BUG: Network `jones2009_3x3_drives.json` is incompatible with MPI #960

asoplata · 2024-12-13T17:18:01Z

I ran into the following issue when investigating #871. Currently, this bug prevents the default number of cores from being greater than one, in the case of the GUI when MPI is activated.

I was testing the GUI by way of enabling MPI and increasing the default number of cores used. However, weirdly, only some, but not all, of the GUI tests were failing at the actual simulation step. I realized that the problem was with this particular test network itself, not the GUI. Here is an example script that, if you run it from the hnn-core directory, reproduces the error (assuming you have MPI installed):

#!/usr/bin/env python

from pathlib import Path
from hnn_core import jones_2009_model, MPIBackend, simulate_dipole
from hnn_core import hnn_io as hio

hnn_core_root = Path('hnn_core')

###########################
# Network 1: the default case of HNN-Core's API. The config file is shown here
# ONLY for the sake of comparison.
config_net1 = (hnn_core_root / 'param' / 'default.json')
net1 = jones_2009_model()

###########################
# Network 2: the default case for the GUI. Note that this must be loaded
# differently than the classic case above.
config_net2 = (hnn_core_root / 'param' / 'jones2009_base.json')
net2 = hio.read_network_configuration(config_net2)

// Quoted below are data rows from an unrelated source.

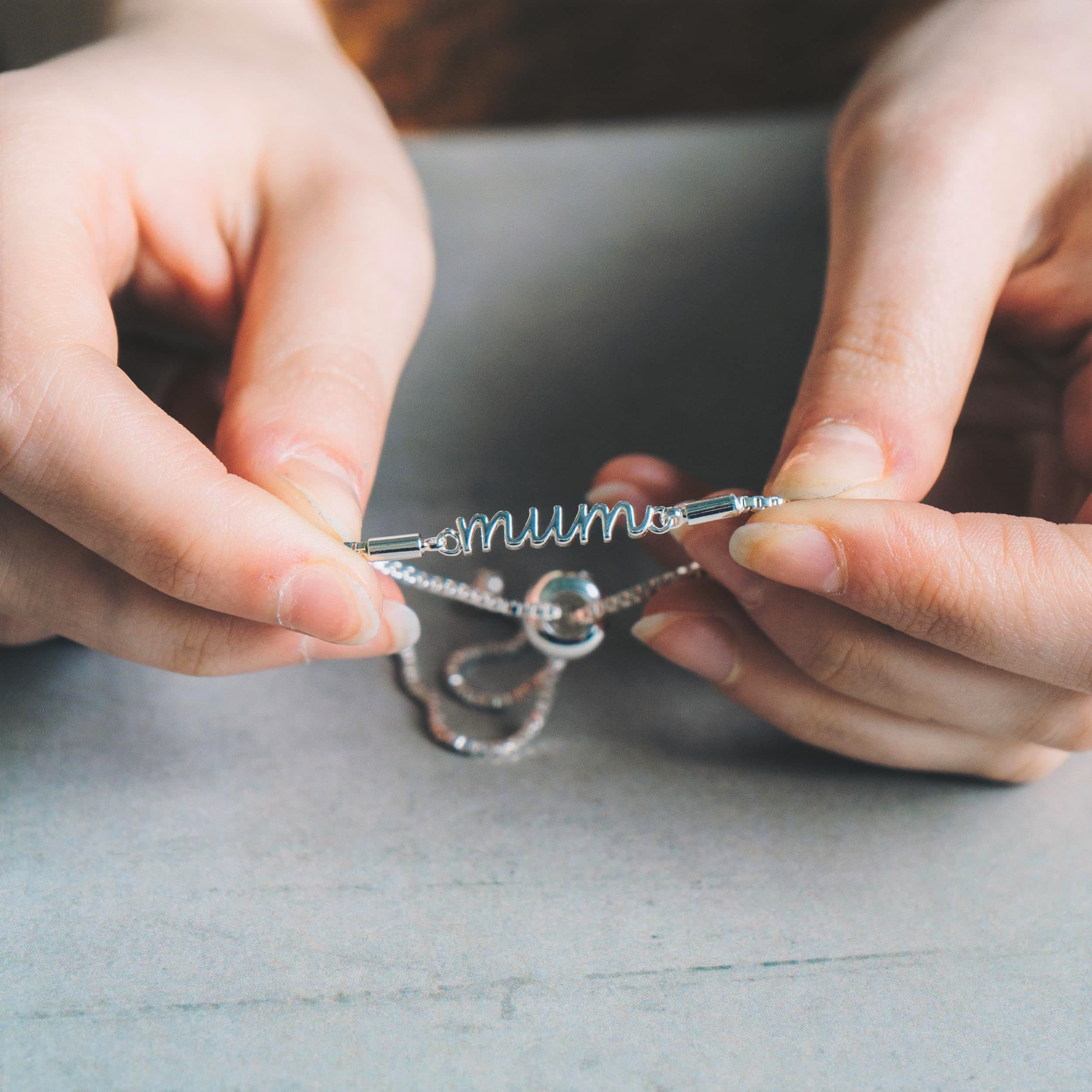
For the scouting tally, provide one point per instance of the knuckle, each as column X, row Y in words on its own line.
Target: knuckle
column 1065, row 724
column 198, row 651
column 848, row 663
column 881, row 338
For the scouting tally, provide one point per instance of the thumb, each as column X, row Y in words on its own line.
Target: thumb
column 925, row 228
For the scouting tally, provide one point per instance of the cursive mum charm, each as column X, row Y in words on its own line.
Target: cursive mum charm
column 562, row 616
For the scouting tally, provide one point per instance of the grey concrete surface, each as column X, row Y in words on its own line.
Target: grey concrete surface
column 276, row 883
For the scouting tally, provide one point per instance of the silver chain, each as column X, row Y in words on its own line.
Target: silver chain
column 471, row 594
column 560, row 616
column 475, row 595
column 543, row 683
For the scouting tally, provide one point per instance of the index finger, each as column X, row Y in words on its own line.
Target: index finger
column 86, row 451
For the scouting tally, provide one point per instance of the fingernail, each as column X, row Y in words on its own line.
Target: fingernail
column 611, row 493
column 403, row 624
column 795, row 554
column 700, row 643
column 327, row 486
column 327, row 603
column 831, row 458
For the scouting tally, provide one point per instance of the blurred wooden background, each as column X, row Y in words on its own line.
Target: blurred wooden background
column 463, row 62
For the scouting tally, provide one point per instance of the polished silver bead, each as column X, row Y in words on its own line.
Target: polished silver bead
column 568, row 637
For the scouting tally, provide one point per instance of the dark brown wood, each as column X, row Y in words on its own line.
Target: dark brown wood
column 457, row 62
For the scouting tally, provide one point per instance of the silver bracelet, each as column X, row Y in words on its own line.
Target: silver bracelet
column 560, row 616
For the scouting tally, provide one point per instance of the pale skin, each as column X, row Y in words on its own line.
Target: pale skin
column 949, row 375
column 219, row 160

###########################
# Network 3: the network that is sometimes, but not always, the network used in
# actual GUI tests. Specifically, this is the network used in GUI tests when
# the `setup_gui` fixture is used.
config_net3 = (hnn_core_root / 'tests' / 'assets' / 'jones2009_3x3_drives.json')
net3 = hio.read_network_configuration(config_net3)

########################################################################
# Now let's test that they actually simulate using MPI.
# We will see that Networks 1 and 2 work, but 3 does not. Therefore, any GUI
# tests that use Network 3 and attempt to use MPI will fail.
for net in [net1, net2, net3]:
    try:
        with MPIBackend(n_procs=4):
            dpl = simulate_dipole(net, tstop=20., n_trials=1)
    except RuntimeError as err:
        print(err)

If you run this, you'll notice that net1 (the default model of the API) and net2 (the default model of the GUI) work fine, but net3 fails. The key part of the error appears to be the following:

Building the NEURON model
0 /opt/anaconda3/envs/hc12/bin/nrniv: usable mindelay is 0 (or less than dt for fixed step method)
0  near line 0
0  ^
        0 finitialize()
--------------------------------------------------------------------------
MPI_ABORT was invoked on rank 0 in communicator MPI_COMM_WORLD
  Proc: [[5323,1],0]
  Errorcode: -1

NOTE: invoking MPI_ABORT causes Open MPI to kill all MPI processes.
You may or may not see output from other processes, depending on
exactly when Open MPI kills them.
--------------------------------------------------------------------------
[Done]

Looking at the NEURON forums ( https://www.neuron.yale.edu/phpBB/viewtopic.php?t=3090 ), this may be tied to a particular but unknown delay parameter causing problems in net3 but not net2.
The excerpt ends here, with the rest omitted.